Bonjour mon petit bien-aimé. Bonjour toi que j’aime de toute mon âme. C’est bien bon de te le dire avec un rayon de soleil et un ciel bleu pour décor, c’est si rare le beau temps. Moins rare que vous cependant, car vous devenez de jour en jour de plus en plus vaporeux et fantastique. C’est au point que je crois toujours que je ne vous ai vu qu’en rêve, ou sous la forme d’un nuage. Il va sans dire mon cher petit bien-aimé que comme vous m’avez promis de me mener à mes affaires aujourd’hui, je n’y compte pas du tout.
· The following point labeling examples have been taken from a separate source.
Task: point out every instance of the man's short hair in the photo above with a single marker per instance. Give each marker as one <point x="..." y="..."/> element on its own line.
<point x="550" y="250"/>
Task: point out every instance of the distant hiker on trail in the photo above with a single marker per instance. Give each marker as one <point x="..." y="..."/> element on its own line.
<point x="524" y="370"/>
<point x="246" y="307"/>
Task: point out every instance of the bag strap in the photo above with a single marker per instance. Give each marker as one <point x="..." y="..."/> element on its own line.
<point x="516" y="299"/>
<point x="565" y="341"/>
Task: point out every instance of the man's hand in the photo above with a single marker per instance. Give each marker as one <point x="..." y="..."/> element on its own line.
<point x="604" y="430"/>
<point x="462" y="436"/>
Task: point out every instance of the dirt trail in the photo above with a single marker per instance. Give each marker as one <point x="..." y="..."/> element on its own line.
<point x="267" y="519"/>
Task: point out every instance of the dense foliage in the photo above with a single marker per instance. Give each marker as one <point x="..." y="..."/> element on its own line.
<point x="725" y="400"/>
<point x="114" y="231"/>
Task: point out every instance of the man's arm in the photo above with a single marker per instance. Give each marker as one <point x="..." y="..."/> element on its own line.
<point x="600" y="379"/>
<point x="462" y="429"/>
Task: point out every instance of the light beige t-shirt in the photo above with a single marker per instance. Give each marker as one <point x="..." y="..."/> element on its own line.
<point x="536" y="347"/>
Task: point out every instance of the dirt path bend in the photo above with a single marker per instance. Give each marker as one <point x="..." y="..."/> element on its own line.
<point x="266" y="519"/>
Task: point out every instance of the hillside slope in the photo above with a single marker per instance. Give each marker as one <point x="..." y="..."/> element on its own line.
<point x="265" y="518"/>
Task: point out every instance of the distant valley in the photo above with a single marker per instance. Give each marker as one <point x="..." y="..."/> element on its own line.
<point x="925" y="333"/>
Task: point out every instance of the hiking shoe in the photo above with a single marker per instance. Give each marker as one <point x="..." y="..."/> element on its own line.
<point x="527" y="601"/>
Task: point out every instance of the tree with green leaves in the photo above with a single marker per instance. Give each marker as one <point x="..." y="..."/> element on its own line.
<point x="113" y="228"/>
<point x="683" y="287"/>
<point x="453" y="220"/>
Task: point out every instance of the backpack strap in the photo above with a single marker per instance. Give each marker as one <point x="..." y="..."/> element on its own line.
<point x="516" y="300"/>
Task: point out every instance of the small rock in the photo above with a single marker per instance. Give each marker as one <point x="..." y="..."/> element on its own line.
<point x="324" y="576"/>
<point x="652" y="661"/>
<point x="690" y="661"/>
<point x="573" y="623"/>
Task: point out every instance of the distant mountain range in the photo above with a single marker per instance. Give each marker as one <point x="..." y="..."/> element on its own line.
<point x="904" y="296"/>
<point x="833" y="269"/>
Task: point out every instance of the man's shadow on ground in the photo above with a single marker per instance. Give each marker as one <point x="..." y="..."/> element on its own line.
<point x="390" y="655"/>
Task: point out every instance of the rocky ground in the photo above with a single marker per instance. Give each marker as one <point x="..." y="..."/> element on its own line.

Ce n’est pas quand vous promettez quelque chose que vous le tenez, aussi je ne me presse pas du tout, si vous venez cela m’étonnera encore plus que le beau temps.
Pauvre bien-aimé adoré, je sais que tu travailles, et je ne t’en veux pas, je soupire seulement avec des gémissements féroces après le jour où tu auras un peu de repos, et moi un peu de bonheur… Donne-moi ta chère petite bouche de loin, que je la baise en désir et tâche de penser à moi avec amour, et de venir le plus vite possible. Papa est bien i.
Comment vont tes beaux yeux mon cher petit homme ? Je les baise de toute mon âme.

Juliette

BnF, Mss, NAF 16336, f. 168-169
Transcription d’Élise Capéran assistée de Florence Naugrette


22 novembre [1838], jeudi soir, 8 h. ¼

Mon cher petit bijou d’homme, vous êtes bien charmant d’avoir choisi mon taudis pour demeure pendant que vous écriviez vos notes LOUANGEUSES sur Mlle Atala Beauchêne dite Beaudoin, etc. [1] Cela m’a donné l’occasion d’admirer votre charmant profil, et de baiser vos beaux cheveux chatoyants. Je vous remercie de l’ombre de bonheur que vous m’avez donnée tout à l’heure, et je consens à ce que vous écriviez tous les jours des admirations sur cette demoiselle si vous les fabriquez chez moi, et sous mes yeux. Vous m’avez promis de revenir tout à l’heure, il y a par conséquent beaucoup de chance pour que vous ne reveniez pas du tout. Aussi j’ai bien envie de me déshabiller et d’allumer mon feu, et de me mettre à broyer des pavots, car ma provision touche à sa fin, et j’aurai peut-être affaire au théâtre si le Joly persiste dans son idée biscornue de faire répéter pendant huit jours une pièce qu’on jouera dans quatre mois [2]. Tout cela, dis-je, fait que je devrais mettre à profit le temps que j’ai à moi pour vous préparer d’avance votre petit remède quotidien.
Je t’aime, mon Victor, je t’adore, mon Toto chéri.

Juliette

BnF, Mss, NAF 16336, f. 170-171
Transcription d’Élise Capéran assistée de Florence Naugrette

Notes

[1Il s’agit de la note de post-face dédiée aux acteurs de Ruy Blas. La pièce paraît chez Delloye le 27 novembre.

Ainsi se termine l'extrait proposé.